Perante o teor das conclusões formuladas pela parte recorrente – as quais definem o objeto e delimitam o âmbito recursório ([2]), nos termos do disposto nos art.ºs 608.º, n.º 2, 609.º, 620.º, 635.º, n.ºs 2 a 4, 639.º, n.º 1, todos do Código de Processo Civil atualmente em vigor (doravante, NCPCiv.), o aprovado pela Lei n.º 41/2013, de 26-06 –, o thema decidendum consiste em saber, apenas, se está demonstrada a pretendida nulidade da citação em ação executiva para prestação de facto fundada em decisão judicial condenatória.


***

III – Fundamentação fáctico-jurídica

A) Da materialidade fáctica relevante e dinâmica processual a considerar

A factualidade e dinâmica processual a atender são as constantes do antecedente relatório, cujo teor aqui se dá por reproduzido, a que se adita, apenas, o seguinte ([3]):

1. - De um dos diversos expedientes para citação do Executado/Recorrente – emitidos para diversas moradas – consta (com data de 14/10/2021):

«Exmo(a) Senhor(a)

AA

... 11

Noruega ... ...».

2. - Do processo executivo consta aviso de receção (A/R) – o aludido no despacho recorrido –, junto ao autos em 23/05/2022 ([4]), o qual, destinado à citação daquele Executado/Recorrente, foi assinado por CC, em 11/03/2022, em ..., por ter sido expedido para:

«AA

DD 1 ...

...95 ...».

3. - Dos mesmos autos consta também o seguinte (datado de 21/03/2022):

a) «Exmo(a) Senhor(a)

AA

DD 1 ...

...95 ...

Data: 09-03-2022 (…)

FUNDAMENTO DA CITAÇÃO

Fica V. Exa citado, nos termos do artigo 868º do Código Processo Civil (CPC), para, no prazo de 20 (vinte) dias deduzir oposição à execução, mediante embargos, podendo o fundamento da oposição consistir, ainda que a execução se funde em sentença, no cumprimento posterior da obrigação, provado por qualquer meio

COMINAÇÕES

Não sendo deduzido embargos e não havendo fundamento de suspensão, decorrido que seja o prazo de oposição, caso o exequente pretenda a prestação do facto por outrem, proceder-se-á à avaliação do custo da prestação nos termos do 870º do CPC havendo lugar à conversão da execução penhorando os bens necessários para o pagamento da quantia apurada.

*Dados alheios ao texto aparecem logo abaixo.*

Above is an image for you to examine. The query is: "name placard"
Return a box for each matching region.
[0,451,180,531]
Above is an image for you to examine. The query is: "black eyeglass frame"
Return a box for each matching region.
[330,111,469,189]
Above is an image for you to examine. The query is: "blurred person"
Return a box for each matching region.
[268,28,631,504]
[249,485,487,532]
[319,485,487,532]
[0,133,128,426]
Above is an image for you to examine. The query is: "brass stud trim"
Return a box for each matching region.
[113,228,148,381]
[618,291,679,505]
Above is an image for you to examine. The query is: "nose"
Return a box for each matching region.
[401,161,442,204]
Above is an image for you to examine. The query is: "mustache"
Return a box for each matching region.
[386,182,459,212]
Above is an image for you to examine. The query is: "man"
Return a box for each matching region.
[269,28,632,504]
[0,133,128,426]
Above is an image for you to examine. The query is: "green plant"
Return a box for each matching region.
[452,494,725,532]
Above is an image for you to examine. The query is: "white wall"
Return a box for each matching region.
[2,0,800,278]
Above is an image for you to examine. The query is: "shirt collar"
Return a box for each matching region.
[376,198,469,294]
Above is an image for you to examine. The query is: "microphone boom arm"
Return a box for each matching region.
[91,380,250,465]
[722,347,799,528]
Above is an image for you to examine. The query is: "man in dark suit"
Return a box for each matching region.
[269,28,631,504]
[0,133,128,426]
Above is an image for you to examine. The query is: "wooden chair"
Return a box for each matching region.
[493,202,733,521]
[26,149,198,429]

MEIOS DE OPOSIÇÃO/EMBARGOS

Nos termos do disposto no artigo 58º do CPC, para deduzir oposição/embargos, é obrigatória a constituição de Advogado quando o valor da execução seja superior à alçada do tribunal de primeira instância (5.000,00 euros).

A oposição/embargos é apresentada diretamente ao tribunal e implica o pagamento de taxa de justiça, salvo se tiver requerido apoio judiciário, sendo neste caso necessário juntar aos presentes autos, no prazo para se opor (através de embargos de executado), documento comprovativo da apresentação do referido documento, para que o prazo em curso se interrompa até notificação do apoio judiciário.

PRAZOS E DILAÇÕES

1 - A citação/notificação por via postal considera-se feita no dia em que se mostre assinado o aviso de receção (nº 1 do artigo 230º do CPC) ou entregue a nota de citação, e tem-se por efetuada na própria pessoa do citando mesmo quando entregue a terceira pessoa.

2 - A citação/notificação por contato pessoal considera-se feita na data da entrega da nota de citação (ou da sua afixação) tem-se por efetuada na própria pessoa do citando mesmo quando entregue a terceira pessoa.

(…)

DOCUMENTOS ANEXOS

Requerimento executivo e documentos que acompanham.

(…)

DATA E ASSINATURA

09-03-2022

(…)».

b) «Exmo(a) Senhor(a)

AA

DD 1 ...

...95 ...

Data: 21-03-2022 (…)

OBJETO E FUNDAMENTO DA NOTIFICAÇÃO

Assunto: Advertência em virtude da citação não ter sido feita na própria pessoa.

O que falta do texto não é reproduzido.